Klare Strukturen schaffen
Moesch empfiehlt eine Aufhängung nach Farben, Saison, Schnitt und Anlass sortiert. Das schafft nicht nur Platz, sondern auch Überblick und spart Zeit am Morgen. Zum Schluss der Optimierung wird neu kombiniert. Als Erinnerungshilfe für die so entstandenen Outfits dienen Polaroids oder Selfies. Fehlt ein wichtiges Basisteil wie Trenchcoat oder Bluejeans, macht die Fachfrau auch Neuanschaffungsvorschläge.
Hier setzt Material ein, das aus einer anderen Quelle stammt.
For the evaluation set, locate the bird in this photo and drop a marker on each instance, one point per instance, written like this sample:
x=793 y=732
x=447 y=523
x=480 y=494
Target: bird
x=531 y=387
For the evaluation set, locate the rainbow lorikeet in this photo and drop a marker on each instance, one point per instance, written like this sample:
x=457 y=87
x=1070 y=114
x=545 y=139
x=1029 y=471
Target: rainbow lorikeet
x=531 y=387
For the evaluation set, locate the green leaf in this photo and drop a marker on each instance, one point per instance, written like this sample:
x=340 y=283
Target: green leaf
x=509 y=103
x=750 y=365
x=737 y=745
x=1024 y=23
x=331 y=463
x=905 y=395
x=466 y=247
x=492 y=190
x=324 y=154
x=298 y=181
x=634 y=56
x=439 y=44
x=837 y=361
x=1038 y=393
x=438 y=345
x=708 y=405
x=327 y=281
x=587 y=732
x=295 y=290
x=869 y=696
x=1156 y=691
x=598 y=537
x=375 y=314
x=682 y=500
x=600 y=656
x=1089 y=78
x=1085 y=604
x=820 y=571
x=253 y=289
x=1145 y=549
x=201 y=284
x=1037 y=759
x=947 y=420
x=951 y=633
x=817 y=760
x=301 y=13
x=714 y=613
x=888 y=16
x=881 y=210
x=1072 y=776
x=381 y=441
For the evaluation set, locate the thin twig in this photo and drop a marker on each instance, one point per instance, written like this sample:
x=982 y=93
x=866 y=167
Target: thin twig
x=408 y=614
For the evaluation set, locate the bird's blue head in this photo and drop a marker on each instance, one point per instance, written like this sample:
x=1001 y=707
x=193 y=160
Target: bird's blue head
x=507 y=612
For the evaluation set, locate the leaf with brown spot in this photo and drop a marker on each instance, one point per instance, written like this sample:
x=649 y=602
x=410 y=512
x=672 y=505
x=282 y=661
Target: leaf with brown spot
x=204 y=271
Ausrangierte Markenkleidung nimmt sie als Kommissionsware mit ins Courage: «So kommen die Stücke wieder in den Kreislauf», sagt Moesch, die einen zunehmenden Nachhaltigkeitswunsch ihrer Kunden bemerkt und fördert. Den eigenen Schrank zu optimieren, ist dabei nur ein Teil in der Kette. Genauso wichtig ist es, den persönlichen Stil und nachhaltig produzierte Stücke zu finden. «Ein Beispiel sind Strumpfhosen», sagt Moesch. «Lieber kaufe ich drei hochwertige in verschiedenen Farben, deren Passform ideal ist, als Dutzende, die sofort eine Laufmasche bekommen.» Klasse statt Masse. Denn viele hätten erkannt, dass der derzeitige Modekonsum mit vier Kollektionen pro Jahr und Onlineshopping nicht mehr gesund sein kann. So suchen Moeschs Kunden im Courage besondere langlebige Einzelstücke. Denn wer geschickt kombiniert, kann auch mit wenigen Teilen eine Vielzahl von Looks zaubern.